(New York) Did one of the kings of pop, the British Ed Sheeran, plagiarize Marvin Gaye’s famous song, Let’s get it on, for his worldwide success Thinking out loud? A jury, whose selection is due to begin Monday in federal court in New York, will have to answer the question.

In April 2022, the 32-year-old singer and songwriter won a similar but separate court battle when the High Court in London dismissed two musicians accusing him of copying one of their works, for his smash hit Shape of You.

This time, the plaintiffs are the heirs of Ed Townsend, an American musician and producer who co-wrote Let’s get it on with Marvin Gaye. Released in 1973, this soul classic has remained famous for its guitar notes and sultry vocals from the Prince of Motown.

In their copyright claim, Townsend’s heirs, including his daughter, claim there are “striking similarities” to 2014’s Thinking Out Loud.

They want proof that the group Boyz 2 Men had mixed the two songs on stage. Ed Sheeran himself had chained in concert the lines of voices, very different, of the two tubes, on the same guitar harmonies, a sequence still visible on the internet.

“Proof” disputed by the singer’s lawyers, for whom “there are dozens, if not hundreds of songs before and after Let’s get it on that use the same chord progression or a similar progression”.

Ed Sheeran’s success ranked 2nd on the Billboard Hot 100, the American reference ranking, and won the Grammy Award for best song of the year in 2016.

The complaint, filed in 2016, was first dismissed for a procedural issue, then refiled in 2017, also against Sony.

Ed Sheeran had come in person to defend his song Shape of you in the previous trial in London, a case he considered emblematic of abusive practices that undermine creation.

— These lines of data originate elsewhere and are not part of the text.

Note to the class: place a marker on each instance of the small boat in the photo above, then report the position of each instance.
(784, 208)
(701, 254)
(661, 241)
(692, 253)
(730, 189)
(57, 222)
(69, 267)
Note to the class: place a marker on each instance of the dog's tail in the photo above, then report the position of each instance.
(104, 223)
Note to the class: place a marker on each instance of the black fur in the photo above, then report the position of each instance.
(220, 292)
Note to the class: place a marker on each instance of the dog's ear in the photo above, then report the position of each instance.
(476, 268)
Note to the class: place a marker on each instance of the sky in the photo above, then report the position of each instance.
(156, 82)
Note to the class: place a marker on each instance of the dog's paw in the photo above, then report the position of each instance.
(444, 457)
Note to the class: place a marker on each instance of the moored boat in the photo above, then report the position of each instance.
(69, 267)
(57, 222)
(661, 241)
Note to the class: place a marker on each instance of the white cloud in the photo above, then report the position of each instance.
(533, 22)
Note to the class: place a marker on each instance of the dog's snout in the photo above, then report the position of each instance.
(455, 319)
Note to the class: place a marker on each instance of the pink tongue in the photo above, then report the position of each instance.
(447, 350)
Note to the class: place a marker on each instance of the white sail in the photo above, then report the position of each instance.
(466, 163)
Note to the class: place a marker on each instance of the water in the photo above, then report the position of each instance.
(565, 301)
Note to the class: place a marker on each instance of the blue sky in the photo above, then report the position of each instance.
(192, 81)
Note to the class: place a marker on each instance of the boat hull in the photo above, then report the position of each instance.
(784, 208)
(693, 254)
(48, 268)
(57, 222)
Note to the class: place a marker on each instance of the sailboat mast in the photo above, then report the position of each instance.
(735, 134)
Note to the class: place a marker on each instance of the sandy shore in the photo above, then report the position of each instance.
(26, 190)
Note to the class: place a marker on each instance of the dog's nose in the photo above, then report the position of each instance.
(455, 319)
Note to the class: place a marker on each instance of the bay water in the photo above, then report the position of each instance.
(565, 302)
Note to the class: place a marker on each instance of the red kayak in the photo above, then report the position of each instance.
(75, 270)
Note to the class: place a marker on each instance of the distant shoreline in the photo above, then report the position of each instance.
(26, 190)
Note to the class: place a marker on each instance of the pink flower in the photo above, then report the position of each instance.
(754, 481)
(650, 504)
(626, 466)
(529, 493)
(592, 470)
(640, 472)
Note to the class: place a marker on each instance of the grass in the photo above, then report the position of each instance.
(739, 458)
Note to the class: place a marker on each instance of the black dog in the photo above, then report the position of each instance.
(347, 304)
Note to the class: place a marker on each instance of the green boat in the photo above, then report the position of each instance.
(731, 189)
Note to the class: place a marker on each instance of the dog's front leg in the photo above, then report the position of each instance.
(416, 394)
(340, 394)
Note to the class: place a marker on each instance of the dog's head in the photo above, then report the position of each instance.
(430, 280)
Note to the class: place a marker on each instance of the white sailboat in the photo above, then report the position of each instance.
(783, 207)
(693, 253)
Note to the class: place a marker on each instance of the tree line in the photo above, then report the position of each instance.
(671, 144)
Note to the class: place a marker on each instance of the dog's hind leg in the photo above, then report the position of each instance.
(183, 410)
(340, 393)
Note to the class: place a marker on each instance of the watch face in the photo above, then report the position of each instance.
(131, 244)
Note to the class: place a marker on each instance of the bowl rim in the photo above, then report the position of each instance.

He may also be present during the trial in New York.

The judge agreed with him, finding that he had not copied, even “unknowingly”, part of the melody of the song Oh Why (2015) by Sami Chokri and Ross O’Donoghue.

The judge had noted “obvious similarities” between the two songs, with a melody resulting in particular from the minor pentatonic scale like “countless songs of pop, rock, folk and blues”, but also “significant differences”.